Hi! VERY, VERY (so please be nice to me!) new to the field here, but briefly: performed RNAseq (mouse tissue), got the sequences (fastq format), cleaned them up (trimgalore), aligned them (RNASTAR to mm10) - checked alignments on IGV and can see sufficient reads across all exons for GOI, however when I use HTseq to make count files, GOI has no counts? I've been going through forum after forum trying to figure out where something went wrong, but can't figure it out - any suggestions/insights for investigation into this issue?
I also aligned the reads using RNA STAR in Galaxy. I used the built-in Mus musculus mm10 genome. I selected to NOT count number of reads per gene since I did this part later.
No reason not to count with STAR, it is essentially a free analysis: it doesn't add significant run time, memory or disk usage, compared to just mapping. And the results are equivalent to featureCounts and HTSeq.
Selected "stranded" for the input on strand specificity because that is what the core that gave me my samples did for library prep.
The most common library preparation (Illumina TruSeq stranded) would result in a reverse-stranded library, so the correct setting for featureCounts on the command line is
-s 2, and for HTSeq is
-s reverse - I guess there should be a
stranded: reverse option for Galaxy. You have to check the library preparation kit manual or ask the sequencing center staff for details.
I downloaded this .gtf file for the genome: Mus_musculus.GRCm38.96.gtf.gz (this is essentially mm10 from ensembl)
As arup hinted, you have to use genome and annotations from the same source, as the chromosome naming convention may be different between them (some sources use
3 and so on for chromosome names, while others use
chr3).
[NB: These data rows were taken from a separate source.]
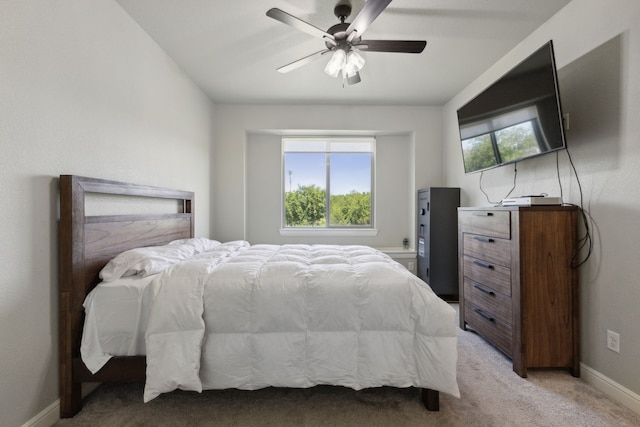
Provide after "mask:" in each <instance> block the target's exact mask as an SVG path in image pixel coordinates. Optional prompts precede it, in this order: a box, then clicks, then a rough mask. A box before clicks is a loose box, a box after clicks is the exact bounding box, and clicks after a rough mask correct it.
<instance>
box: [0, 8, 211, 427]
mask: <svg viewBox="0 0 640 427" xmlns="http://www.w3.org/2000/svg"><path fill="white" fill-rule="evenodd" d="M211 112H212V108H211V105H210V101H209V100H208V98H206V97H205V96H204V95H203V94H202V93H201V91H200V90H199V89H198V88H196V87H195V85H194V84H193V83H192V82H191V81H190V80H189V79H188V78H187V77H186V76H185V75H184V74H183V73H182V72H181V70H180V69H178V67H177V66H176V65H175V63H174V62H173V61H172V60H171V59H170V58H168V57H167V55H166V54H164V53H163V51H161V50H160V49H159V47H158V46H157V45H156V44H155V43H154V42H153V41H152V40H151V39H150V38H149V37H148V36H147V34H146V33H145V32H144V31H142V30H141V29H140V27H139V26H138V25H137V24H135V22H134V21H133V20H132V19H131V18H130V17H129V16H128V15H127V14H126V13H125V12H124V11H123V10H122V9H121V8H120V6H118V5H117V4H116V3H115V2H114V1H112V0H92V1H90V2H88V1H85V0H65V1H57V0H2V2H0V200H2V207H1V208H0V224H1V225H0V226H1V227H2V239H0V259H2V266H3V267H2V268H0V342H1V343H2V345H0V425H2V426H17V425H22V424H23V423H25V422H27V421H28V420H30V419H32V417H34V416H35V415H36V414H38V413H39V412H41V411H42V410H43V409H44V408H46V407H47V406H49V405H51V404H52V403H54V402H55V401H56V400H57V399H58V396H59V393H58V344H57V342H58V318H57V315H58V306H57V304H58V294H57V292H58V279H57V275H58V266H57V263H58V250H57V200H58V190H57V176H58V175H60V174H78V175H85V176H93V177H98V178H105V179H114V180H122V181H131V182H137V183H141V184H151V185H158V186H166V187H170V188H176V189H185V190H193V191H195V192H196V207H197V212H198V213H197V215H196V233H197V234H198V235H204V236H207V235H208V233H209V206H210V203H209V196H210V188H209V163H210V151H211V150H210V141H211V137H210V121H211Z"/></svg>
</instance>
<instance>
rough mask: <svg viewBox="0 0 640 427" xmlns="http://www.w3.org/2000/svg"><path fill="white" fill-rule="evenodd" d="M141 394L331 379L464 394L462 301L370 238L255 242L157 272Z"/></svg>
mask: <svg viewBox="0 0 640 427" xmlns="http://www.w3.org/2000/svg"><path fill="white" fill-rule="evenodd" d="M151 286H152V295H153V300H152V304H151V309H150V316H149V323H148V329H147V333H146V352H147V383H146V386H145V392H144V400H145V401H149V400H151V399H153V398H155V397H156V396H158V395H159V394H160V393H164V392H168V391H171V390H174V389H176V388H180V389H183V390H195V391H201V390H203V389H223V388H239V389H247V390H251V389H258V388H263V387H268V386H282V387H311V386H313V385H317V384H333V385H342V386H346V387H351V388H353V389H362V388H367V387H378V386H383V385H388V386H395V387H409V386H416V387H424V388H430V389H434V390H439V391H442V392H445V393H449V394H451V395H454V396H459V391H458V386H457V382H456V361H457V348H456V345H457V340H456V326H455V325H456V322H455V311H454V309H453V308H451V307H450V306H449V305H448V304H447V303H445V302H444V301H442V300H441V299H439V298H438V297H437V296H436V295H435V294H434V293H433V291H432V290H431V289H430V288H429V287H428V286H427V285H426V284H425V283H424V282H423V281H421V280H420V279H418V278H417V277H415V276H414V275H413V274H411V273H410V272H409V271H407V270H406V269H405V268H404V267H403V266H401V265H400V264H398V263H396V262H395V261H393V260H392V259H391V258H389V257H388V256H387V255H385V254H383V253H381V252H379V251H376V250H374V249H371V248H369V247H365V246H325V245H311V246H310V245H283V246H275V245H253V246H250V247H247V248H242V250H239V251H237V252H235V253H231V254H229V256H225V257H219V256H215V255H212V254H211V255H208V253H207V252H204V253H201V254H199V255H197V256H196V257H195V258H194V259H192V260H189V261H186V262H181V263H178V264H176V265H174V266H172V267H171V268H169V269H168V270H166V271H165V272H163V273H160V274H158V275H157V277H156V278H155V279H154V280H153V282H152V283H151Z"/></svg>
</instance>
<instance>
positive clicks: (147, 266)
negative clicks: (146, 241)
mask: <svg viewBox="0 0 640 427" xmlns="http://www.w3.org/2000/svg"><path fill="white" fill-rule="evenodd" d="M195 253H196V250H195V247H194V246H193V245H188V244H187V245H180V244H176V245H165V246H148V247H145V248H136V249H130V250H128V251H125V252H122V253H121V254H119V255H117V256H116V257H115V258H113V259H112V260H111V261H109V262H108V263H107V265H105V266H104V268H103V269H102V271H100V279H102V280H103V281H104V282H111V281H113V280H117V279H120V278H121V277H126V276H148V275H150V274H155V273H159V272H161V271H163V270H166V269H167V268H169V267H170V266H172V265H173V264H176V263H178V262H181V261H184V260H185V259H187V258H189V257H191V256H193V255H194V254H195Z"/></svg>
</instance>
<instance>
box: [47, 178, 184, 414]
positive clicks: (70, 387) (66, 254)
mask: <svg viewBox="0 0 640 427" xmlns="http://www.w3.org/2000/svg"><path fill="white" fill-rule="evenodd" d="M90 194H98V195H121V196H131V197H135V198H138V197H140V198H143V199H142V200H149V199H150V198H153V199H172V200H176V201H178V203H179V206H180V209H178V210H179V211H181V212H178V213H170V214H146V213H133V214H117V215H87V214H86V201H87V196H88V195H90ZM193 209H194V193H193V192H190V191H179V190H171V189H167V188H160V187H151V186H144V185H136V184H129V183H124V182H117V181H107V180H103V179H96V178H86V177H81V176H75V175H61V176H60V223H59V246H60V251H59V257H60V258H59V262H60V278H59V280H60V301H59V303H60V325H59V326H60V414H61V417H63V418H66V417H71V416H73V415H75V414H76V413H77V412H78V411H79V410H80V408H81V406H82V398H81V383H82V382H96V381H97V382H103V381H141V380H142V381H143V380H144V367H145V360H144V357H131V358H126V357H123V358H114V359H112V360H111V361H110V362H109V363H108V364H107V365H105V366H104V367H103V368H102V369H101V370H100V371H99V372H97V373H96V374H95V375H93V374H91V373H90V372H89V370H88V369H87V368H86V366H85V365H84V363H83V362H82V360H81V359H80V341H81V335H82V327H83V322H84V310H83V307H82V303H83V301H84V299H85V297H86V296H87V294H88V293H89V291H91V289H93V288H94V287H95V286H96V284H97V283H98V281H99V279H98V273H99V272H100V270H101V269H102V267H104V266H105V265H106V263H107V262H108V261H109V260H110V259H111V258H113V257H114V256H116V255H117V254H119V253H120V252H123V251H125V250H128V249H132V248H136V247H143V246H157V245H162V244H166V243H168V242H170V241H172V240H176V239H184V238H189V237H193V236H194V214H193Z"/></svg>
Check the bam header and the annotation gtf to see if chromosome names are equal.
Did you check the mapping rates (from STAR) and feature assignment rates (from featureCounts)? Do they seem correct? What proportion of your reads is mapped and what proportion is assigned to a feature? Did you check if the mappings you see at the gene of interest are multi-mappers? Multi-mapping reads are not counted by STAR / featureCounts / HTSeq. Then, as kristoffer.vittingseerup pointed out, you would need to use a different method (RSEM, Salmon or kallisto) to be able to quantify these reads.
Some additional comments:
Please define your abbreviations the first time you use them - I had no idea GOI meant
gene of interest, I thought it was the name of a gene.
The issue of seeing mapped reads but having no counts is a recurrent one, and there are several posts on BioStars and other forums about it. If you search for the words on your post title, you will find several of them, do read them to check if a suitable solution has been posted elsewhere.
As you have been using Galaxy for most of your analyses, maybe you can ask your question there. Before doing so, follow up carefully on the suggestions here, and if none solves your question, then go ahead and post there. Please make sure to state here (edit your original question and add the information there) and at GalaxyHelp you cross posted, providing links between the posts.